By Leah Morris
The Holistic Evaluation of Language Models (HELM) benchmark recently updated its results for evaluating the performance of large-scale language models (LLMs) in various tasks. Unlike traditional benchmarks that often focus on accuracy and precision, HELM provides a comprehensive evaluation of a model including its societal impact. It features models from different organizations advancing the field of LLM research, including Google, Meta, OpenAI, and Radical Ventures portfolio company Cohere.
Cohere’s latest 52B command model is now tied at the top with OpenAI’s text-davinci-002 (part of the GPT-3 model family), and topped the list for fairness in core scenarios.
Performing well across tasks is difficult, as is benchmarking these models’ performance. Foundation models’ performance tend to vary depending on the task at hand. In another approach, GPT-4’s success was underscored by its ability to ace a variety of exams, originally designed for humans, including the bar exam and the AP bio exam.
While impressive, this success is not uniformly accepted in the scientific community. Standardized tests for humans make assumptions about typical human fail points (i.e. there is poor construct validity for machines in these tests). Simply put, automated systems do not fail in the same way that humans fail. For example, an AI may ace a human driving test, but this success does not directly translate to fully autonomous self-driving capabilities.
That being said, how can we determine if a model is “better” than another? Whether generalized AI will win out across the board or specialized models will always outperform for specific tasks remains a subject of debate. Regardless, standardized benchmarks designed for AI are a crucial part of transparency in evaluating LLMs. Benchmarks like HELM encourage fair and reproducible evaluations through a standardized set of tasks and evaluation metrics. The companies that participate help the global advancement of responsible AI by enabling more people to participate in the development and use of AI, promoting innovation and creativity, and ultimately help to address social and economic inequalities.
Radical Reads for the week of March 26, 2023
1) Watch: “Godfather of artificial intelligence” weighs in on the past and potential of AI (CBS News)
Geoffrey Hinton, known as the “Godfather of Deep Learning” and an investor in Radical Ventures, discusses the surge in AI interest, as well as his work on backpropagation and deep learning, the ethical implications of AI development, and the potential for AI to improve healthcare and other fields. The segment also discusses concerns surfacing around AI, including the worry that the technology could take a lot of jobs. Nick Frosst, who was mentored by Hinton and is the co-founder of the Radical Ventures portfolio company Cohere, suggests AI is . ” going to make a whole lot of jobs easier and a whole lot of jobs faster.”
Radical Ventures portfolio company Unlearn has added Mira Murati, CTO of OpenAI, to its Board of Directors. Unlearn has built a machine learning platform that creates “digital twin” profiles of patients in clinical trials. Murati noted, “The team at Unlearn is working on applications of AI that have incredible potential to revolutionize healthcare, diagnostics and treatment.” The addition of Murati is expected to provide Unlearn with valuable insights and guidance as it continues to develop its technology.

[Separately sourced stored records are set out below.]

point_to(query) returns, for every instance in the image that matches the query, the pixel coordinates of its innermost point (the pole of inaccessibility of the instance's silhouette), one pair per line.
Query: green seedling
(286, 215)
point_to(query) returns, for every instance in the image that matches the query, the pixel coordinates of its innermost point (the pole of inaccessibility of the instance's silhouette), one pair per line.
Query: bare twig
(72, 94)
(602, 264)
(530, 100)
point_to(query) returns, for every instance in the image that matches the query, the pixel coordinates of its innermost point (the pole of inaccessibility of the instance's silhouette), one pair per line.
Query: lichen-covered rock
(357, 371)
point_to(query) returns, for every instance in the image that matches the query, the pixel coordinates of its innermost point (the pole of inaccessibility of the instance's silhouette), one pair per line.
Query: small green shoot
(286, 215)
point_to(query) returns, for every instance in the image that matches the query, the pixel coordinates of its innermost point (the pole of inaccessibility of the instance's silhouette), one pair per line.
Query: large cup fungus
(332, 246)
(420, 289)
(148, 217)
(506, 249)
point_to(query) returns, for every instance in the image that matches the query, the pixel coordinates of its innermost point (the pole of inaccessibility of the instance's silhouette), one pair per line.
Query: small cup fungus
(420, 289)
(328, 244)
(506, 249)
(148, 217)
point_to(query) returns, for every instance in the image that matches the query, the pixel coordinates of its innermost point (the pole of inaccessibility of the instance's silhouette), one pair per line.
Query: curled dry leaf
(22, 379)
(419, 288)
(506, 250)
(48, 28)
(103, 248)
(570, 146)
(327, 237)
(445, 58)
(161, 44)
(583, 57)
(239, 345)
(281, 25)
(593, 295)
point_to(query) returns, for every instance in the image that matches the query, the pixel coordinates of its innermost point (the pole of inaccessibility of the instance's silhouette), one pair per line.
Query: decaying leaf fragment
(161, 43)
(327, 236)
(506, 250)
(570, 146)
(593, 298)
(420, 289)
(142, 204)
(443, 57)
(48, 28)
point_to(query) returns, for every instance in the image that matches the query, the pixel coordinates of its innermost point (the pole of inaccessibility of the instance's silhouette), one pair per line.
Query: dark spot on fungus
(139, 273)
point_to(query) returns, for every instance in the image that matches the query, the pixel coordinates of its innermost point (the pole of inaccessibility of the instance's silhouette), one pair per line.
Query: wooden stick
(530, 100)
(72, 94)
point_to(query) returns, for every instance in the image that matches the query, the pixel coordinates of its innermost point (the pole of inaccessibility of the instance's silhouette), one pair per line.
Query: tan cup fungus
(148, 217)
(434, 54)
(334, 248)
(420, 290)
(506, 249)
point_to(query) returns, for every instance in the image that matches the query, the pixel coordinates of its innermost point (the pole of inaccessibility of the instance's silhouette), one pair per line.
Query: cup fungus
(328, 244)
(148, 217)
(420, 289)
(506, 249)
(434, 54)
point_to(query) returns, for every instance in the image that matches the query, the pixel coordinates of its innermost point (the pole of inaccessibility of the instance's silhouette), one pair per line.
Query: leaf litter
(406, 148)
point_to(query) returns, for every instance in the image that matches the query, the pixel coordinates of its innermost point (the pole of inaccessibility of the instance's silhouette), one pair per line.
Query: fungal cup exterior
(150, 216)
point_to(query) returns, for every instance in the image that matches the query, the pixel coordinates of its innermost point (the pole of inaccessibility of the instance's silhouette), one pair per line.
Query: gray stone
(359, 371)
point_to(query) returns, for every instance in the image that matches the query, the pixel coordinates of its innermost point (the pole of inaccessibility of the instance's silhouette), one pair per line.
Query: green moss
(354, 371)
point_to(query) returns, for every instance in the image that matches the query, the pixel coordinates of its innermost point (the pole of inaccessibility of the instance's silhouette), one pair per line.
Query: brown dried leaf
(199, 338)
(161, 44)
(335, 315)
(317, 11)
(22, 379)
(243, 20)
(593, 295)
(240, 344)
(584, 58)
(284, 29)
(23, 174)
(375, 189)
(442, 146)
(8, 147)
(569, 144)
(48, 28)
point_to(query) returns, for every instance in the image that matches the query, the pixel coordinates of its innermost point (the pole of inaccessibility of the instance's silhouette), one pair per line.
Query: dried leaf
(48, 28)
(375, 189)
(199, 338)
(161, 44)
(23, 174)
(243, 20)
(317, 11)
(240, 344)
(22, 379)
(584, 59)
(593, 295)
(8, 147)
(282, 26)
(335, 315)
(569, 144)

3) The Age of AI has begun (Bill Gates)
“In my lifetime, I’ve seen two demonstrations of technology that struck me as revolutionary. The first time was in 1980… The second big surprise came just last year.” Bill Gates shares his thesis that the AI revolution is already underway from healthcare to manufacturing. He predicts a sustained explosion of companies working on new uses of AI as well as ways to improve the technology itself. In spite of the unique challenges and risks associated with the technology, he highlights the overwhelming benefits and shares our belief that AI will transform software and drive rapid innovation across sectors.
4) Our new Promethean moment (The New York Times – subscription may be required)

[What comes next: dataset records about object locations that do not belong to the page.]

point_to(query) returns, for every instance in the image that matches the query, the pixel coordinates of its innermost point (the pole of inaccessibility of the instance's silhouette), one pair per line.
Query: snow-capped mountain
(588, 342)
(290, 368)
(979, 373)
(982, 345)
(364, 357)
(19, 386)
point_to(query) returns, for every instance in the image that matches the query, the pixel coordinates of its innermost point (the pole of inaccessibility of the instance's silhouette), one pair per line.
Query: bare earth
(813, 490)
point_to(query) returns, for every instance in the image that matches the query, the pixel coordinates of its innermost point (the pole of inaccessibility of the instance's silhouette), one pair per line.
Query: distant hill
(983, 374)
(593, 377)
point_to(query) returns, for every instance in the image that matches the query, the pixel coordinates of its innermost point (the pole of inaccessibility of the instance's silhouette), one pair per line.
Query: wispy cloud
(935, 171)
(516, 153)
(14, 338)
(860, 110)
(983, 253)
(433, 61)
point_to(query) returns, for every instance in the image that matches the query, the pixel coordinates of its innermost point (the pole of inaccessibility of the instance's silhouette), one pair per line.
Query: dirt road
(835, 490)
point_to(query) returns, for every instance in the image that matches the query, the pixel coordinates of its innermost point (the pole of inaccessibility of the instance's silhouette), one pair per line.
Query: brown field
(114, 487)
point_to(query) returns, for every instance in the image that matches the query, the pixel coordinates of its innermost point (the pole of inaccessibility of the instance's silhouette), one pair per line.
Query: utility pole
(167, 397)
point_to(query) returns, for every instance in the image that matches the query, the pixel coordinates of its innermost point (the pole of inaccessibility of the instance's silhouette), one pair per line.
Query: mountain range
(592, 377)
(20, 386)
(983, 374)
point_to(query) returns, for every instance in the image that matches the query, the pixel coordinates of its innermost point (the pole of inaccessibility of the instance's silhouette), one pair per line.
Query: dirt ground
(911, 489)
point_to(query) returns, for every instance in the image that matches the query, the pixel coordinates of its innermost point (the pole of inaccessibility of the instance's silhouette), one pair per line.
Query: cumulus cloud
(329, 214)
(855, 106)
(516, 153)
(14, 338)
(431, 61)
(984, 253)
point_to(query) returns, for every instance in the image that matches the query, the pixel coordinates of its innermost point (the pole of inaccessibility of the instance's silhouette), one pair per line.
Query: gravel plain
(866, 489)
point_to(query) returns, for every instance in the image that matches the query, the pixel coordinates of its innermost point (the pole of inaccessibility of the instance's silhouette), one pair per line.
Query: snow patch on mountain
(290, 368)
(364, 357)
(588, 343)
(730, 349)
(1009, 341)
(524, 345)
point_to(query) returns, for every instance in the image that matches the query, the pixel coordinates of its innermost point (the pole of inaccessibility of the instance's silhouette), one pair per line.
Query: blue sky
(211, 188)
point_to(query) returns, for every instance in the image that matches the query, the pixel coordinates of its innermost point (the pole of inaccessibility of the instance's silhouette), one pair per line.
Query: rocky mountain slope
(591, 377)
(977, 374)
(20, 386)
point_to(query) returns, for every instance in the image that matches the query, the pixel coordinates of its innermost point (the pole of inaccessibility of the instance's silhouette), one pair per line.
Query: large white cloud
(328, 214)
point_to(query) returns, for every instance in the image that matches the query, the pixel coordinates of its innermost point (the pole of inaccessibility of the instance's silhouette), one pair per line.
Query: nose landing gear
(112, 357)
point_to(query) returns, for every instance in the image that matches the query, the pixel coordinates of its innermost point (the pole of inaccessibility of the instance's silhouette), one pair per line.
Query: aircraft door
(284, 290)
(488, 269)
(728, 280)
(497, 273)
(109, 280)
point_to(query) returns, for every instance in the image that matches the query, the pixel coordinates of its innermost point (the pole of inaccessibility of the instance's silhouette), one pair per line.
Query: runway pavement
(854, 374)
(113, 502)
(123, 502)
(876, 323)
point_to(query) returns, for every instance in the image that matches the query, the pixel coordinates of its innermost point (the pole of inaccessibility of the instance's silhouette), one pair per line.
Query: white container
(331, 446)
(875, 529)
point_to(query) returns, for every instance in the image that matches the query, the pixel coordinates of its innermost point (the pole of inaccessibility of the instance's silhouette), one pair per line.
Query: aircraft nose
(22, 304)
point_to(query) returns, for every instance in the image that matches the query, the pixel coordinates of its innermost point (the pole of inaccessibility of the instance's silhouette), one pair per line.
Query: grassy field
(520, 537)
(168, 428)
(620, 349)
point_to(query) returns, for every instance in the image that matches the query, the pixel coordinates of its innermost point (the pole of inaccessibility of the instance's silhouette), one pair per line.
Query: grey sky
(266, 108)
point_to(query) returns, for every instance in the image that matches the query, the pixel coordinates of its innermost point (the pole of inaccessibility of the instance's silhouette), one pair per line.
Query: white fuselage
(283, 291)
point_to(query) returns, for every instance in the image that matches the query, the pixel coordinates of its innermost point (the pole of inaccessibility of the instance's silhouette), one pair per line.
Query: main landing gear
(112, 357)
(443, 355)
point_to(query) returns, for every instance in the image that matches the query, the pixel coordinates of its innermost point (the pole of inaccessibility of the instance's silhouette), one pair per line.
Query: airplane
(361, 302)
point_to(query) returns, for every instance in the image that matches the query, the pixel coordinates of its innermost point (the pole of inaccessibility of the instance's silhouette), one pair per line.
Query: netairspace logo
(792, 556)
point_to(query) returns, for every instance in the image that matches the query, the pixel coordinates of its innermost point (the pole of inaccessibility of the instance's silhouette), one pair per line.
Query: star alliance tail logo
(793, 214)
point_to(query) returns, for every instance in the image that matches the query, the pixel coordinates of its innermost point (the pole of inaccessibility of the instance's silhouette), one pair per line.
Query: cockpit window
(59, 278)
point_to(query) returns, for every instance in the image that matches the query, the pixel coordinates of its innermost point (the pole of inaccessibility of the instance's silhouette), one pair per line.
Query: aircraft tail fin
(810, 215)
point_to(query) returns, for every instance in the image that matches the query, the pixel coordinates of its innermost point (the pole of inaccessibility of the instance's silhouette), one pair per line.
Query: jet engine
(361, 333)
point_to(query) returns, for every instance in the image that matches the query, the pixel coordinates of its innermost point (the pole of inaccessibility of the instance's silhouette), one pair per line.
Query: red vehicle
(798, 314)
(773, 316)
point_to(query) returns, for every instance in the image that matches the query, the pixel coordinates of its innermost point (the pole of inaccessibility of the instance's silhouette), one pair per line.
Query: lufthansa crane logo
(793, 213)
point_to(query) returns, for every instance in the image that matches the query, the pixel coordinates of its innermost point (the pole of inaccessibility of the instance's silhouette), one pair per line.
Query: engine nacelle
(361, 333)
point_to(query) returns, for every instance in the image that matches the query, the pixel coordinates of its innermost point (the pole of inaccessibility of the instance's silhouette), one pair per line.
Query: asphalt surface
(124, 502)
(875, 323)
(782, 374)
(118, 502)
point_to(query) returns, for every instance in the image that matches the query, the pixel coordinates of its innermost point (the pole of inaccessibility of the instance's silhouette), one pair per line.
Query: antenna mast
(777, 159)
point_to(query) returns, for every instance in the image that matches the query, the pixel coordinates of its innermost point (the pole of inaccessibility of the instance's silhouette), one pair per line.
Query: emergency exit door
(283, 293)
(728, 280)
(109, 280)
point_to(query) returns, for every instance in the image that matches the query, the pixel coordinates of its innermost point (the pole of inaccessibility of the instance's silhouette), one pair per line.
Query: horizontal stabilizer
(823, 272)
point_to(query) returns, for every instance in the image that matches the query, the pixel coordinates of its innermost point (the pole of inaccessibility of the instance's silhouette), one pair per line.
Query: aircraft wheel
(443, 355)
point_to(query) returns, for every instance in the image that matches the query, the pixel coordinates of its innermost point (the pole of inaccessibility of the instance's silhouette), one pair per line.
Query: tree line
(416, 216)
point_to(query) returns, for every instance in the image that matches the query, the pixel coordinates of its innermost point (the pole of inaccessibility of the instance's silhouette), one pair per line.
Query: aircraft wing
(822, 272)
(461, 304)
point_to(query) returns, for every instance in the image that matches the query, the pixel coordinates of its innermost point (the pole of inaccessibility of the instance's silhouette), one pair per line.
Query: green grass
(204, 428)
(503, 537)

ChatGPT has suddenly made everyone aware of the potential of AI to transform society. Like most revolutions, this technological moment has been brewing for decades. Friedman has also come to terms with the power of AI and deems this point in time our next “Promethean Era.” There are moments when society has fundamentally changed due to inventions such as the printing press and steam engine. He sees the AI era as being underpinned by a “technology super-cycle.” An interesting aspect he defines about this era is that AI does not simply solve one problem in society but advances our abilities across almost every field, from human biology to fusion energy and climate change.
5) Why self-driving pioneer Raquel Urtasun is determined to solve our supply chain woes (The Globe and Mail – subscription may be required)
The founder of Radical portfolio company Waabi, Raquel Urtasun, discusses her work improving supply chain logistics in this look at her work advancing an AI-focused approach to self-driving. Delivered goods are more important than ever before and yet global supply chains continue to face challenges such as product shortages and delays, labour shortages including a lack of transport workers, and local regulatory policies. Self-driving technology has the potential to transform how goods are transported and delivered. Raquel shares her perspectives on this industry and the transformation that is about to occur.